Stateless web workloads: 40% to 55% reduction versus Cluster Autoscaler on-demand baseline.
CI/CD runners on Spot: 75% to 90% reduction. Build queues are nearly perfectly suited for Spot interruption tolerance.
Mixed microservice clusters: 30% to 50% reduction with the dual NodePool pattern described above.
ML inference (Graviton): 20% additional savings on top of Spot when migrating to ARM64.

The path to the upper end of these ranges is the same in every case: broad instance diversity, Spot-first capacity types, aggressive consolidation with disruption budgets, and accurate pod requests. There's no secret sauce — just a handful of knobs turned in the right direction.
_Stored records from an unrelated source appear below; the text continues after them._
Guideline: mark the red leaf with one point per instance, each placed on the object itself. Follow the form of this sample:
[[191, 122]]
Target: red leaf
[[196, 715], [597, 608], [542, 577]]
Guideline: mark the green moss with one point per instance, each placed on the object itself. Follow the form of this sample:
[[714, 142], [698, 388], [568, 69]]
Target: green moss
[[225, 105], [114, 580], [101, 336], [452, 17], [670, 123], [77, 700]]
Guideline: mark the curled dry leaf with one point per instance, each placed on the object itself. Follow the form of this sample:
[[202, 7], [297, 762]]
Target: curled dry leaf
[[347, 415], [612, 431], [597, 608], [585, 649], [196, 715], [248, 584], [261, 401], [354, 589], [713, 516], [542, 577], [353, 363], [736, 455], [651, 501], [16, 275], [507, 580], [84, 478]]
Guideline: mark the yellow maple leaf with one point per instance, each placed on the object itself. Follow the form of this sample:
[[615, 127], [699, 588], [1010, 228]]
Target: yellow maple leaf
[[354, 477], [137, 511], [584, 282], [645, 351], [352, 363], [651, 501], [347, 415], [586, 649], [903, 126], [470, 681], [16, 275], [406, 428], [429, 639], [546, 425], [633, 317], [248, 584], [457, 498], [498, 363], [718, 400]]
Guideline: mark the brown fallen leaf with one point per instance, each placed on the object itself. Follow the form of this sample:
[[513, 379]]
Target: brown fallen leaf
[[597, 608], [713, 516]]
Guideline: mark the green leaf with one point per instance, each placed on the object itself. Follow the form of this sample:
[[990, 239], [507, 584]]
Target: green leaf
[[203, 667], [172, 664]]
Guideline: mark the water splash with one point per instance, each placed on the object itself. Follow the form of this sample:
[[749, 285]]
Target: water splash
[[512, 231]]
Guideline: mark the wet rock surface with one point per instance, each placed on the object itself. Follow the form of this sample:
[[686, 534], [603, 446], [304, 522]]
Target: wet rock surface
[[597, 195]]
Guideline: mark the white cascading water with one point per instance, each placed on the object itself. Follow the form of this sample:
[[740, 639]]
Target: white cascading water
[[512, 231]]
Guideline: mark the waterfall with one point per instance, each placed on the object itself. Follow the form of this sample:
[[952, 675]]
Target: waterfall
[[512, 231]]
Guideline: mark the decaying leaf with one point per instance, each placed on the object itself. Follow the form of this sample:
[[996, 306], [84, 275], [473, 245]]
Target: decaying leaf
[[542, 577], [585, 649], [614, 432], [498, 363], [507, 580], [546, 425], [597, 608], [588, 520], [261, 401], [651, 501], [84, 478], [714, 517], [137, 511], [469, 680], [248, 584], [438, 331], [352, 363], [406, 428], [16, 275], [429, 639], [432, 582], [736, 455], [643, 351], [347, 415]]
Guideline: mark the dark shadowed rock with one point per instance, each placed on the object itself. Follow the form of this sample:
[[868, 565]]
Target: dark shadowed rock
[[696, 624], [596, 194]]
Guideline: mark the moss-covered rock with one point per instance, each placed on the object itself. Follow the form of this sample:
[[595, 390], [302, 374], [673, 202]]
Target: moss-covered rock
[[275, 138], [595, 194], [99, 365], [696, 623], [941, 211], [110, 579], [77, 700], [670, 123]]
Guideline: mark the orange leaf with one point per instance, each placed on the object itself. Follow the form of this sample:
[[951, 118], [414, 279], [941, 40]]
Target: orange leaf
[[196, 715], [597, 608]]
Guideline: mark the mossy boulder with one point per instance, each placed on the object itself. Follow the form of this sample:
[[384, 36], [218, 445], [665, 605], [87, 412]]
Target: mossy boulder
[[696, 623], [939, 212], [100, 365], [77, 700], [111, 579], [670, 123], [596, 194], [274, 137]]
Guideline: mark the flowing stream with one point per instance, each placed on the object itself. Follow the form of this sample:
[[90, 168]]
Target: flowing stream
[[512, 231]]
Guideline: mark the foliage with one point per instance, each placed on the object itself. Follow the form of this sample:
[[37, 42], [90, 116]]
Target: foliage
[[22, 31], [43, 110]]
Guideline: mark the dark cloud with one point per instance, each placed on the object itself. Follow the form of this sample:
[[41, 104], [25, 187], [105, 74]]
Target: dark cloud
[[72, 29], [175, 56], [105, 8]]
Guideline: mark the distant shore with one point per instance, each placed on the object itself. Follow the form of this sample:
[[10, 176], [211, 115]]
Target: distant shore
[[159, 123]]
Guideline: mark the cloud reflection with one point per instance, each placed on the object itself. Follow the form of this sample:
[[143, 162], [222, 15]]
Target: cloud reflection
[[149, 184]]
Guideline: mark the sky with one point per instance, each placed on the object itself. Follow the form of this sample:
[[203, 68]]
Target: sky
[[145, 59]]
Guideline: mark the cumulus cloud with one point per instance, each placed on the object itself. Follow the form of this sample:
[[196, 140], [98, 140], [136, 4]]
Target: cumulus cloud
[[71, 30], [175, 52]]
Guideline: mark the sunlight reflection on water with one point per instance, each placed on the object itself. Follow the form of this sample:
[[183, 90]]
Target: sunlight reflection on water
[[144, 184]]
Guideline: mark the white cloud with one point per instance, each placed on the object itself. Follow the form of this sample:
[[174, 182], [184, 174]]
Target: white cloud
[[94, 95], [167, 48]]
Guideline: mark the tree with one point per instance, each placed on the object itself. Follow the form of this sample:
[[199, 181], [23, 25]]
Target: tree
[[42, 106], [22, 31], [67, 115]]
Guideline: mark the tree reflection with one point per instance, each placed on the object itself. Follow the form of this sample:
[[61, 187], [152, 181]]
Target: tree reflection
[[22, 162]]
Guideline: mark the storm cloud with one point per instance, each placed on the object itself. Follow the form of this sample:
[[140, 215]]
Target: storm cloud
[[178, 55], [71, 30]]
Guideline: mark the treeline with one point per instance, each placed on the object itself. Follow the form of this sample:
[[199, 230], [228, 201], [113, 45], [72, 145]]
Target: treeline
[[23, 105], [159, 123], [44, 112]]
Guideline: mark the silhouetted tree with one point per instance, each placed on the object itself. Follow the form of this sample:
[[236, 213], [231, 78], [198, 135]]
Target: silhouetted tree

Frequently Asked Questions

What is the difference between Karpenter and Cluster Autoscaler?

Cluster Autoscaler scales pre-configured EC2 Auto Scaling Groups, which means you have to define instance families and sizes up front. Karpenter provisions nodes directly through the EC2 Fleet API based on the actual scheduling needs of pending pods, so it can pick the cheapest matching instance type from a wide pool, mix Spot and On-Demand intelligently, and consolidate workloads automatically. In practice, Karpenter scales faster (seconds vs minutes) and reduces compute costs by 30% to 50% on typical EKS clusters.

How much can Karpenter save on AWS EKS in 2026?

Production deployments report 30% to 70% EC2 cost reductions, with 75% to 90% savings on Spot-eligible workloads such as CI/CD pipelines, batch jobs, and stateless microservices. Savings depend on three factors: how broadly you allow instance type diversity, how aggressively you enable consolidation, and how accurate your pod resource requests are.

Is Karpenter safe for production with Spot instances?

Yes — when properly configured. Enable interruption handling through an SQS queue so Karpenter receives the AWS two-minute Spot interruption notice, cordons the node, and provisions a replacement before pods are evicted. Pair this with PodDisruptionBudgets, multiple replicas, and a separate stable NodePool for stateful or single-replica workloads. Major companies run mission-critical workloads on Karpenter with Spot at 80%+ of total capacity.

What does the WhenEmptyOrUnderutilized consolidation policy do?

It tells Karpenter to actively replace underutilized nodes with smaller or cheaper alternatives, in addition to deleting fully empty nodes. This is the most aggressive cost-saving consolidation policy and was renamed from WhenUnderutilized in the v1 API. Use it on stateless workload pools combined with disruption budgets to control the rate of node replacement.

Should I use Karpenter on Azure AKS or GCP GKE?

Karpenter started as an AWS-specific project but has been generalized into a Kubernetes SIG. Azure AKS now offers Node Auto Provisioning (NAP), which is built on Karpenter under the hood and provides similar capabilities for Azure spot VMs. GCP doesn't yet have a first-class Karpenter provider — GKE Autopilot remains the recommended autoscaler there. If you run multi-cloud, expect Karpenter on EKS, Karpenter-based NAP on AKS, and Autopilot on GKE in 2026.